Il en était devenu presque tranchant. Il fallait exploiter au maximum le rappel lancé dans les formes non seulement par Lichfield mais aussi par Théobald et Cantorbéry que le rite romain avait été accepté et qu’un prélat normand avait été nommé à Saint-Asaph. Le prince était venu montrer son pouvoir temporel, accompagné de ses chevaliers ; le chanoine Meirion avait l’intention d’utiliser frère Mark en tant que symbole de l’autre pouvoir, celui de l’Église, tout inadéquat qu’il puisse paraître.
— Également, mon frère, même si l’évêque n’a pas besoin de traduction, et pour cause, il serait bon que vous répétiez en gallois ce que le diacre Mark jugera à propos de déclarer dans la grande salle. Le prince connaît un peu l’anglais, mais la plupart de ses chefs de clan n’en comprennent pas un traître mot.

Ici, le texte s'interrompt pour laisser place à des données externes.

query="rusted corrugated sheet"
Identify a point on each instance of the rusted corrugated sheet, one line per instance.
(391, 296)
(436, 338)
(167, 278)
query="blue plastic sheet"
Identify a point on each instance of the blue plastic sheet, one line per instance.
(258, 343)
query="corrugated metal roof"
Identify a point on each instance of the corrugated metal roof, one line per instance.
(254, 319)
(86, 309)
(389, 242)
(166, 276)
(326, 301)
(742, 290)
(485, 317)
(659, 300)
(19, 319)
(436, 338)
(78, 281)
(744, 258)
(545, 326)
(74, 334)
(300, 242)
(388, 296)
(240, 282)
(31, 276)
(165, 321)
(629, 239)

Ignorance dont le chanoine Meirion entendait bien ne pas leur laisser le bénéfice. Tous, jusqu’au garde le plus modeste, sauraient exactement de quoi il avait été question.
— J’avertirai sa seigneurie de votre arrivée, mais n’en soufflez mot à âme qui vive.

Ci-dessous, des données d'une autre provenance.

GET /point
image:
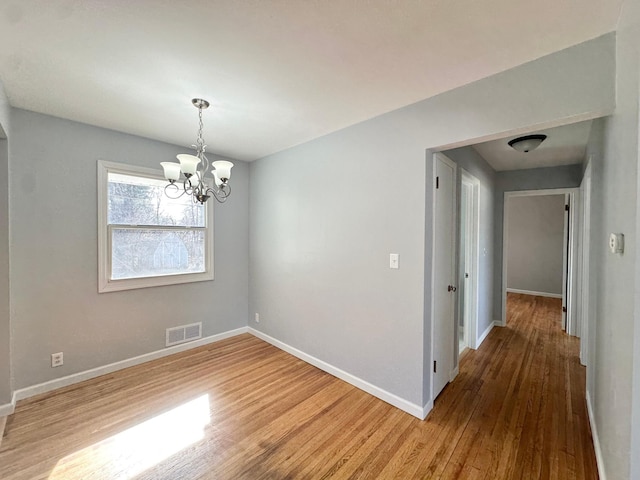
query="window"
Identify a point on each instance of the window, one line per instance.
(146, 239)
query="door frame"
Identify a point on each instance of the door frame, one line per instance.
(454, 347)
(572, 261)
(474, 238)
(585, 195)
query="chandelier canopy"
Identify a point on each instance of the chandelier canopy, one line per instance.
(192, 169)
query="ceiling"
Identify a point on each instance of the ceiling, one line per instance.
(277, 72)
(564, 145)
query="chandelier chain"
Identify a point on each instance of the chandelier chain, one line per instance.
(200, 140)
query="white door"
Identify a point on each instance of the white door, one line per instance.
(443, 271)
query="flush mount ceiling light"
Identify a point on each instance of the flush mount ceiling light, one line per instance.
(194, 168)
(527, 143)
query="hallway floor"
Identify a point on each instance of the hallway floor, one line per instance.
(242, 409)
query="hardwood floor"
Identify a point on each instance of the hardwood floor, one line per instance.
(242, 409)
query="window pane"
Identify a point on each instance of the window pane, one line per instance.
(142, 201)
(139, 253)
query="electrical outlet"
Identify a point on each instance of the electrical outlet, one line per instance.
(57, 359)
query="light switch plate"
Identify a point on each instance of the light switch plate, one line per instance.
(616, 243)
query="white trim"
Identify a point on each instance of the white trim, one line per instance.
(487, 331)
(537, 294)
(105, 283)
(390, 398)
(596, 440)
(472, 328)
(455, 346)
(585, 267)
(426, 409)
(112, 367)
(7, 408)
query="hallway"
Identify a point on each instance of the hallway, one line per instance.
(516, 410)
(524, 394)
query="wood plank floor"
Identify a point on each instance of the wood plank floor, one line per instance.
(242, 409)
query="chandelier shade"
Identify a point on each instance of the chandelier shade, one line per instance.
(192, 169)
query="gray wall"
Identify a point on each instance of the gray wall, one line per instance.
(477, 166)
(535, 241)
(325, 215)
(569, 176)
(614, 389)
(56, 307)
(6, 384)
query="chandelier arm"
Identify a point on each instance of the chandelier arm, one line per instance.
(222, 193)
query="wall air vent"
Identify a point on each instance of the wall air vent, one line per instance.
(183, 333)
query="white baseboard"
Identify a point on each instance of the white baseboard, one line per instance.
(27, 392)
(426, 409)
(486, 332)
(401, 403)
(596, 440)
(7, 408)
(537, 294)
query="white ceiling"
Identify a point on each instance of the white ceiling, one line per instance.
(277, 72)
(564, 145)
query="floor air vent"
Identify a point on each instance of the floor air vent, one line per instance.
(183, 333)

— Hywel ab Owain est déjà au courant, l’informa Cadfael.
— Qui n’aura pas manqué d’en prévenir son père. N’importe, le spectacle n’en sera pas moins grandiose pour autant. En vérité, c’est une chance que vous soyez arrivés aujourd’hui tout particulièrement, car demain le roi et ses hommes repartiront pour Aber.

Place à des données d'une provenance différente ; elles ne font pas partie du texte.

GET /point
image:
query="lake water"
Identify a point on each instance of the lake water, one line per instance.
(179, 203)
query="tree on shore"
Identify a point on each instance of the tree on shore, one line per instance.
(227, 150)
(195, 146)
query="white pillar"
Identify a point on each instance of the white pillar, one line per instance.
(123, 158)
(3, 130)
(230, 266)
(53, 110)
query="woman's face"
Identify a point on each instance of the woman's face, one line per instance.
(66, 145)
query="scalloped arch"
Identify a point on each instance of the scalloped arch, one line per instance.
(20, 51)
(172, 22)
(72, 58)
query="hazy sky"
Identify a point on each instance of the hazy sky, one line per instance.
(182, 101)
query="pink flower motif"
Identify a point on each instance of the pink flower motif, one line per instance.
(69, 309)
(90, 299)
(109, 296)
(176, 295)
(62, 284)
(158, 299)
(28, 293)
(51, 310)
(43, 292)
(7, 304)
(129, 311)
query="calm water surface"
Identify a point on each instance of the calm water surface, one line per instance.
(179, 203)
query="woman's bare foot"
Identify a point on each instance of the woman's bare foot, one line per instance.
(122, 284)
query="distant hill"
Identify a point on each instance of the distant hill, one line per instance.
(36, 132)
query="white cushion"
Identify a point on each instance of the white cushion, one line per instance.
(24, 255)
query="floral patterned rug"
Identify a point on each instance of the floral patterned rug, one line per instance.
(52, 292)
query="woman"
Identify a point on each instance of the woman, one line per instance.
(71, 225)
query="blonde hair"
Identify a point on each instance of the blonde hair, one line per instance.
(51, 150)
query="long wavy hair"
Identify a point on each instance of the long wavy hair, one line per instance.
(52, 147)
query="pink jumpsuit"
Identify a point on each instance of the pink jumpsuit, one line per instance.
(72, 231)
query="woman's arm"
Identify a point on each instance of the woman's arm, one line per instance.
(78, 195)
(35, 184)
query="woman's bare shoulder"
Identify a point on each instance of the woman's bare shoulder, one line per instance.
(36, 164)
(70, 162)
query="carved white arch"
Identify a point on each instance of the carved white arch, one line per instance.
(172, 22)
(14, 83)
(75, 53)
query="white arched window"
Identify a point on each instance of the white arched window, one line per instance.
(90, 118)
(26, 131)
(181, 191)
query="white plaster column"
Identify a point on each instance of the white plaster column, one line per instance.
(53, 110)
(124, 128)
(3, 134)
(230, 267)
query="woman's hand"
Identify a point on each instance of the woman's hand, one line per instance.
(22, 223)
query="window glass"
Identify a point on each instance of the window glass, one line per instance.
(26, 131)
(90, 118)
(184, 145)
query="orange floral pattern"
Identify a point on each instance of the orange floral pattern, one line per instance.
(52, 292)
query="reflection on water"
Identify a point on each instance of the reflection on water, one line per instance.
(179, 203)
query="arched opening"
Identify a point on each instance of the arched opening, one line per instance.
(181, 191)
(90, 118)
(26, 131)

— En ce cas, répondit Mark, décidant de parler franchement à un être qui s’était montré franc envers eux, nous pourrons chevaucher de conserve, car je suis également porteur d’une lettre pour monseigneur Meurig de Bangor.
Le chanoine marqua là-dessus une pause brève pour se donner le temps de la réflexion avant d’approuver d’un hochement de tête. Après tout, il était lui-même gallois, même s’il s’efforçait de son mieux de servir honnêtement son Normand de maître.
— Parfait ! Votre évêque est un sage. Cela nous met sur un pied d’égalité ; le prince appréciera à sa juste valeur. Et puis, c’est amusant, ma fille Heledd et moi serons de la partie. Elle doit épouser un gentilhomme qui est au service du prince ; il a des terres à Anglesey et il doit nous rejoindre à Bangor. Nous chevaucherons donc de compagnie.
— Tout le plaisir sera pour nous, affirma Mark.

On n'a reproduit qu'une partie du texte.